Dem Nachhaltigkeitsministerium missfällt an der EU-Strategie, dass die Europäische Kommission die Möglichkeiten von Nuklearenergie sowie CO2-Abscheidung und -Speicherung ("Carbon Capture and Storage") in allen vorgeschlagenen Szenarien zur Emissionsreduktion aufgreift. Ein Szenario, das auf 100% erneuerbaren Energieträgern beruht, fehle dagegen. Atomkraft dürfe im Rahmen der Dekarbonisierung keinen Aufschwung erhalten, unterstrich Zwazl, die sich stattdessen für mehr Investitionen in Technologien für erneuerbare Energien stark machte. Besonders Speicherungsmöglichkeiten, etwa von Windkraft, seien zu entwickeln, meinte dazu Stefan Schennach (SPÖ/W). Österreich müsse hier mehr in entsprechende Forschungen investieren. Ungeachtet dessen dürfe Europa nicht auf andere Wirtschaftsräume warten, um entschlossen gegen den Klimawandel vorzugehen, sondern habe seinen Teil jetzt beizutragen, so der Sozialdemokrat.

Klimawandel gefährdet Sicherheit und Wohlstand
Wird die seit der Industrialisierung rapide voranschreitende Erderwärmung nicht gebremst, scheitert aus Sicht der Kommission die auf Sicherheit und Wohlstand ausgerichtete Entwicklung Europas. Wirtschaft, Nahrungsmittel-, Wasser- und Energieversorgung würden durch vermehrte Hitzeperioden und Wetterkapriolen massiv beeinträchtigt, was weitere Konflikte auslöse und den Migrationsdruck verstärke. Im ersten Quartal 2020 will die EU den Vereinten Nationen eine ehrgeizige Strategie zur Erreichung der Klimaschutzziele von Paris übermitteln. Ausgearbeitet werden soll der Maßnahmenplan im Zusammenwirken aller EU-Organe, der nationalen Parlamente, Unternehmen, Nichtregierungsorganisationen, Städte und Gemeinden sowie Bürger und Bürgerinnen, wobei die Kommission besonders die Jugend zur Mitarbeit auffordert. Konkrete Auswirkungen von EU-Klimaschutzvorgaben auf die Bevölkerung brachte Peter Samt (FPÖ/St) in Verbindung mit der Bauordnung zur Sprache. Null-Emissionen beim Hausbau wären wohl mit modernen Bautechniken möglich, würden aber die Kosten für ein Gebäude bis auf das Doppelte steigern. Die EU müsse deswegen leistbare Technologien entwickeln, sodass die CO2-Reduktion tatsächlich realisiert werden kann. Seitens der Landwirtschaftskammer wurde bemerkt, die Agrarwirtschaft sei der vom Klimawandel am meisten betroffene Sektor. Von der Tierhaltung bis zum Einsatz von Düngemitteln liefen Prozesse zur Emissionsminderung, wiewohl die LandwirtInnen nur begrenzt zum CO2-Ausstieg beitragen könnten.

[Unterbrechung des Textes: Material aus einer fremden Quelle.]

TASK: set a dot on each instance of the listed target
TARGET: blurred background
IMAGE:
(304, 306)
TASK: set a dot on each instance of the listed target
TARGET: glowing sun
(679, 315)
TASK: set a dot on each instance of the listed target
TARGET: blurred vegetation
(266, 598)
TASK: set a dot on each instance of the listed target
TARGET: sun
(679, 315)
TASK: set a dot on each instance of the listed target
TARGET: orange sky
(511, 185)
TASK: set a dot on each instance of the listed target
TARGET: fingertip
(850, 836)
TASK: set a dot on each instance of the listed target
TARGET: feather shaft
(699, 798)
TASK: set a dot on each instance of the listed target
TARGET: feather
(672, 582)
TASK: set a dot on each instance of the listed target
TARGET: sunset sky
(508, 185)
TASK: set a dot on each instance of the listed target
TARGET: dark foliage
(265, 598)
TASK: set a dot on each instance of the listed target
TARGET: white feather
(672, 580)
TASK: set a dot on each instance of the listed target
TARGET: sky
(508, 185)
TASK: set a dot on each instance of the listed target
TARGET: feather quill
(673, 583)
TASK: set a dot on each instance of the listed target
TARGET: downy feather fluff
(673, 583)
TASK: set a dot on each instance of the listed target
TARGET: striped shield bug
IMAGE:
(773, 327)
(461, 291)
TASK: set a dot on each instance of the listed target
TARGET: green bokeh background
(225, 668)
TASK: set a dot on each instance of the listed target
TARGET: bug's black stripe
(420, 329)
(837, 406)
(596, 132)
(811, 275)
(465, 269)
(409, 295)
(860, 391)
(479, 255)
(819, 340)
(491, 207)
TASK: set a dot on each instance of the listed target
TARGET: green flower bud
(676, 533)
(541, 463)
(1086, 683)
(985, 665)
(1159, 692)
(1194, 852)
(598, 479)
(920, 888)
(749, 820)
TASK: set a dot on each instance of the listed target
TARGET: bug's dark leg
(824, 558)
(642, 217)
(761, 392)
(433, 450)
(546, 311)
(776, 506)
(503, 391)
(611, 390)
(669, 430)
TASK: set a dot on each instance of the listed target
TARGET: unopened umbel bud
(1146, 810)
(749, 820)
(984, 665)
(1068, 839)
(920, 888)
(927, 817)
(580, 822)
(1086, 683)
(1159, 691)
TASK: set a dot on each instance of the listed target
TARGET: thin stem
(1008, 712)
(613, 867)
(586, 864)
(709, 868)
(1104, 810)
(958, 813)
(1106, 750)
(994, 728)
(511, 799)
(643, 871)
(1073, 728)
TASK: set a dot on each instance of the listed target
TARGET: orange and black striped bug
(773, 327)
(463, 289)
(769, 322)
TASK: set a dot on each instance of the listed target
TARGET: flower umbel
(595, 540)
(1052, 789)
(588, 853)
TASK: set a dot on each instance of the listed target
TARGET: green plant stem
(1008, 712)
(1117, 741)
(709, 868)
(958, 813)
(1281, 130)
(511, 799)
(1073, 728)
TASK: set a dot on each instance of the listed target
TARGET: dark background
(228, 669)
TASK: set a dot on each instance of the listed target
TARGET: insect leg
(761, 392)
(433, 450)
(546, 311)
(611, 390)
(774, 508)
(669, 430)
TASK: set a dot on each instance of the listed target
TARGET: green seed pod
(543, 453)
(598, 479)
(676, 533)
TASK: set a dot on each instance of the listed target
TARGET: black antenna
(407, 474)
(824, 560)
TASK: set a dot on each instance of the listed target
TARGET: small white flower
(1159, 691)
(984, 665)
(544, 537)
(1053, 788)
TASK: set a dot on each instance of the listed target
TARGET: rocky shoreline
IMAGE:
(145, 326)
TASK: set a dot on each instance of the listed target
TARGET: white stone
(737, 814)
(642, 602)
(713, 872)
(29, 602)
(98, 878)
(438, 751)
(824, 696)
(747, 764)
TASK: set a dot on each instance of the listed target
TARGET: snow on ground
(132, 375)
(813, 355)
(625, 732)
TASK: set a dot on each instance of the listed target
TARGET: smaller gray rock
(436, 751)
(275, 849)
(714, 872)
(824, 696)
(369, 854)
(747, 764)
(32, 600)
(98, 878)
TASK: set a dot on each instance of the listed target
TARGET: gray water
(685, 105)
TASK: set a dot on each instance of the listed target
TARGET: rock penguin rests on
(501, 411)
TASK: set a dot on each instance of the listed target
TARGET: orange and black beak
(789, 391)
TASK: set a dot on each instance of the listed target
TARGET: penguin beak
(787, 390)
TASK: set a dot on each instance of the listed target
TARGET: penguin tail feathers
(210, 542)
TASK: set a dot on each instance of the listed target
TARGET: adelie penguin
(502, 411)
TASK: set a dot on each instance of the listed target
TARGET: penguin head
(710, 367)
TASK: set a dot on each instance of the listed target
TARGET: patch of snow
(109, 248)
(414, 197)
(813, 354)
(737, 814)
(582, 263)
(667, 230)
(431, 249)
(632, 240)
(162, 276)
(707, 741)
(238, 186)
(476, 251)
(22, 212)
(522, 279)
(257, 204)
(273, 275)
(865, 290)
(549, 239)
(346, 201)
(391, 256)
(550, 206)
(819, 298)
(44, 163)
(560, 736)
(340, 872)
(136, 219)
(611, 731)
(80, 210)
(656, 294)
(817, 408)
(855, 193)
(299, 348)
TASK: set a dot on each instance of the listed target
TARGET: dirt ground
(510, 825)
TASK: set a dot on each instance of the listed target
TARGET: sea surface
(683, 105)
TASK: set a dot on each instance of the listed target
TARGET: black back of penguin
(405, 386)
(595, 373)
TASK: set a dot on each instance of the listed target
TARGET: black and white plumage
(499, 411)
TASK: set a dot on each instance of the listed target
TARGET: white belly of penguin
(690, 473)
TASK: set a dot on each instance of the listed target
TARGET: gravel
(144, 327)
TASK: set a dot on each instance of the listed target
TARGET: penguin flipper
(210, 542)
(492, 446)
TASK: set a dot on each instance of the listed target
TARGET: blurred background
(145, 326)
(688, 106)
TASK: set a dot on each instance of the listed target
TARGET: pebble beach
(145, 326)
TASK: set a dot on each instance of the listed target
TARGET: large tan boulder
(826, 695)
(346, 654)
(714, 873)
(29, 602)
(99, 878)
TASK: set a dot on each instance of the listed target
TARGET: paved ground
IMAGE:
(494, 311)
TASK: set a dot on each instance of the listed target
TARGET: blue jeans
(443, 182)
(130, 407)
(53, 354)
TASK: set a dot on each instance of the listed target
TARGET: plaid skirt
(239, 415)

Politischen Meinungen, die den menschlichen Einfluss auf den Klimawandel anzweifeln, hält Brüssel neben wissenschaftlichen Daten auch die verbreitete Sicht der Bevölkerung entgegen. Laut dem letzten Eurobarometer-Sonderbericht (November 2018) sind 93% der europäischen Bürgerinnen und Bürger davon überzeugt, dass der Klimawandel menschengemacht ist. 85% stimmen zu, dass Klimaschutz und effizientere Energienutzung in Europa Wirtschaftswachstum und Arbeitsplätze schaffen können.